Not real noise. Not my usual kids fighting, dogs barking, cows mooing, life-is-lifing kind of noise. That, I can handle.

Most days.

I mean the other kind.

The opinions. The what ifs. The imaginary comments from people who had not even seen it yet. The little voices that ask, is it enough? Is it too much? Is it too simple? Too different? Will people understand? Or will they just look at it and think, meh, another lehua design?

And somewhere in the middle of all that spiraling, I realized I was doing the exact opposite of what I have been telling my daughter to do.

Trust yourself.

Know who you are.

Stand in it.

But there I was, giving imaginary people, strangers on Instagram, and every possible opinion in the universe a place at my table.

Funny how life does that.

Makes you live the lesson before you can honestly give it away.

These months also forced me to accept something about myself.

I care what people think.

I care more than I would like to admit. And I know, I know. I am supposed to be all “let them” and “haters gonna hate” and “I do not care what anyone thinks.”

But that is not me.

I was not raised that way.

I was raised to give a shit, even when nobody is watching. To care about people. To respect people. To listen. To value what others have to say, even when it comes from a stranger. Even when it would be easier not to.

And honestly, I do not think that is a bad thing.

Maybe the world would look a little different if more people cared about people they did not know.

But there is a difference between caring and letting the noise carry you away from yourself.

This process taught me that.

And thank God I was not trying to finish it alone.

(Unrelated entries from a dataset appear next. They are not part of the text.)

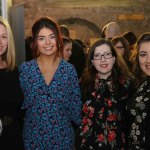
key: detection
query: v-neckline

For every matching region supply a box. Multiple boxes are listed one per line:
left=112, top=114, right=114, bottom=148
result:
left=35, top=58, right=61, bottom=86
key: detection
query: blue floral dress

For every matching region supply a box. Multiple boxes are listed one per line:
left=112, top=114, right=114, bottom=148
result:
left=19, top=59, right=82, bottom=150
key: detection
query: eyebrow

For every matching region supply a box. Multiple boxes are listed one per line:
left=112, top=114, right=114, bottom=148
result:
left=94, top=51, right=111, bottom=54
left=38, top=33, right=54, bottom=37
left=139, top=51, right=147, bottom=53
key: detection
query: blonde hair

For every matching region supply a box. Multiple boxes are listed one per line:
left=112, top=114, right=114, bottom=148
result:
left=0, top=16, right=16, bottom=70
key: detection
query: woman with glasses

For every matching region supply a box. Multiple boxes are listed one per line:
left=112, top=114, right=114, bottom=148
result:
left=75, top=38, right=133, bottom=149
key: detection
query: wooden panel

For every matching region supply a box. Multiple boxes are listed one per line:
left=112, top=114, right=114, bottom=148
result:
left=118, top=14, right=145, bottom=20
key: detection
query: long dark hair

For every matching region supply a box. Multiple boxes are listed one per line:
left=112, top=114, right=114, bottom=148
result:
left=111, top=36, right=130, bottom=67
left=81, top=38, right=132, bottom=99
left=31, top=16, right=63, bottom=58
left=132, top=32, right=150, bottom=88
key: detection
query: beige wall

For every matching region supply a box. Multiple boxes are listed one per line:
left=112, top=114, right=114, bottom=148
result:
left=12, top=0, right=150, bottom=44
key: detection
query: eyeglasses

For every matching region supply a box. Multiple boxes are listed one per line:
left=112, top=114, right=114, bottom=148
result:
left=115, top=46, right=124, bottom=49
left=93, top=52, right=113, bottom=60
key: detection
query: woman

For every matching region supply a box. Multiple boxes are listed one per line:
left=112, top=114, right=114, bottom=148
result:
left=0, top=16, right=24, bottom=149
left=122, top=31, right=137, bottom=52
left=127, top=32, right=150, bottom=150
left=112, top=36, right=132, bottom=70
left=75, top=38, right=132, bottom=149
left=19, top=16, right=82, bottom=150
left=62, top=36, right=72, bottom=61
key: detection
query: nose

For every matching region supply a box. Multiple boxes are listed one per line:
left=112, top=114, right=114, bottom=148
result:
left=69, top=50, right=72, bottom=55
left=45, top=37, right=50, bottom=45
left=147, top=54, right=150, bottom=63
left=100, top=55, right=106, bottom=61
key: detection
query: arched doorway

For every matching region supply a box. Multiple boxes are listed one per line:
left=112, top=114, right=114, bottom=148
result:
left=58, top=17, right=101, bottom=46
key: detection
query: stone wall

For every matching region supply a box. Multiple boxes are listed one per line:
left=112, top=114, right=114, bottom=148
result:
left=12, top=0, right=150, bottom=45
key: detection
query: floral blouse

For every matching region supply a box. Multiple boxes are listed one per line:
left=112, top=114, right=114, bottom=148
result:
left=127, top=76, right=150, bottom=150
left=75, top=75, right=130, bottom=150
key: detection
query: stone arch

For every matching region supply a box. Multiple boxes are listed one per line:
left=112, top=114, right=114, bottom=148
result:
left=58, top=17, right=101, bottom=45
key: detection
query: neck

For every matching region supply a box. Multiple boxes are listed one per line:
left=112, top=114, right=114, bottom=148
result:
left=37, top=55, right=58, bottom=65
left=0, top=57, right=7, bottom=69
left=98, top=73, right=111, bottom=80
left=37, top=55, right=60, bottom=68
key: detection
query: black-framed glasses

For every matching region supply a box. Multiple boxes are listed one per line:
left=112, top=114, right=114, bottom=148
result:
left=93, top=52, right=113, bottom=60
left=115, top=46, right=124, bottom=49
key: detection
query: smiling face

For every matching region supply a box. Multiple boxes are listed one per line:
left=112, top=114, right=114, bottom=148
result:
left=139, top=41, right=150, bottom=76
left=0, top=24, right=8, bottom=57
left=63, top=42, right=72, bottom=61
left=92, top=44, right=115, bottom=79
left=37, top=27, right=57, bottom=57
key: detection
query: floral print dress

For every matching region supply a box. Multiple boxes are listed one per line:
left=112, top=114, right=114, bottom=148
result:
left=19, top=59, right=82, bottom=150
left=127, top=76, right=150, bottom=150
left=75, top=75, right=130, bottom=150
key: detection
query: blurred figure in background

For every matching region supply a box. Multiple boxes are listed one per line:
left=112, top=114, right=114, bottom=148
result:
left=112, top=36, right=132, bottom=70
left=74, top=39, right=89, bottom=61
left=60, top=25, right=86, bottom=79
left=102, top=22, right=121, bottom=40
left=101, top=25, right=107, bottom=38
left=61, top=36, right=72, bottom=61
left=122, top=31, right=137, bottom=52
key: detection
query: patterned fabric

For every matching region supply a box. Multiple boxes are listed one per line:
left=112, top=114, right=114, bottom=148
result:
left=127, top=76, right=150, bottom=150
left=19, top=59, right=82, bottom=150
left=75, top=75, right=130, bottom=150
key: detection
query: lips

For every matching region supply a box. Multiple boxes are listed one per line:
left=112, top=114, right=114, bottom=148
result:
left=100, top=64, right=108, bottom=68
left=44, top=46, right=53, bottom=50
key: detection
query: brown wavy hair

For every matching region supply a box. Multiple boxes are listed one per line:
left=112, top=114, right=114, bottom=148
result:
left=31, top=16, right=63, bottom=58
left=131, top=32, right=150, bottom=88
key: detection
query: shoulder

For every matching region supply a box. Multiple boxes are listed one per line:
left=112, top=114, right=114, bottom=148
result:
left=2, top=66, right=19, bottom=78
left=60, top=59, right=78, bottom=76
left=60, top=59, right=75, bottom=71
left=19, top=59, right=35, bottom=71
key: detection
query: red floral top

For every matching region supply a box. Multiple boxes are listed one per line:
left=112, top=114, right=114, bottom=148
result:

My hubby does this kind of thing in his sleep, which is both a blessing and, honestly, very irritating when you are the one spiraling over the way a leaf looks for three days.

He is so good at it that it makes me insecure sometimes.

He sees what I cannot see yet. He knows when something is off before I can explain why. He can move one tiny thing and suddenly the whole design breathes.

Meanwhile, here I am, having a full emotional breakdown because one flower is giving “wrong energy.”

He never let me give up.

He fought with me. Cried with me. Laughed at me. And yes, I said that correctly.

At me.

Not with me.

At me.

Because I am sure there were moments when he thought, this woman has officially lost it.

And he was probably right.

But he also understood, maybe better than I could explain at the time, that this mattered to me in a way that was bigger than fabric. Bigger than clothing. Bigger than making something pretty.

This was for our daughter.

This was me trying to put love, worry, fear, strength, and probably a little bit of insanity into what it feels like to be her mama.

And that, ladies and gentlemen, takes time.

When something comes from your heart, it cannot be rushed, despite my very best efforts to rush it, force it, overthink it, and emotionally negotiate with it at ungodly hours of the night.

You can try, but it will fight you.

It will make you start over. It will make you question yourself. It will make you sit with your own insecurity until you either let it win or learn how to stand up inside yourself again.

And that is what happened.

I stood.

Or maybe I crouched.

Either way, I was no longer lying flat on the floor dramatically declaring that I was done.

Progress is progress.

Not without crying. Definitely not without being dramatic. Absolutely not without making everyone around me wonder if we should all take a little walk outside.

But enough.

Enough to say, this is it.

Enough to stop asking everyone else to make me feel sure.

Enough to trust that the thing made from love will find the people it is meant for.

This was not easy.

But maybe it was not supposed to be.

The ʻŌhiʻa Lehua does not wait for perfect weather to bloom. It does not need easy ground. It grows through rock, through mist, through storm, through silence.

And maybe I had to learn the same thing.

To quiet the noise.

To care deeply without disappearing.

To listen but still keep my own voice.

To trust the bloom.

Because maybe, sometimes, the thing that almost takes you out is the thing that finally brings you back to yourself.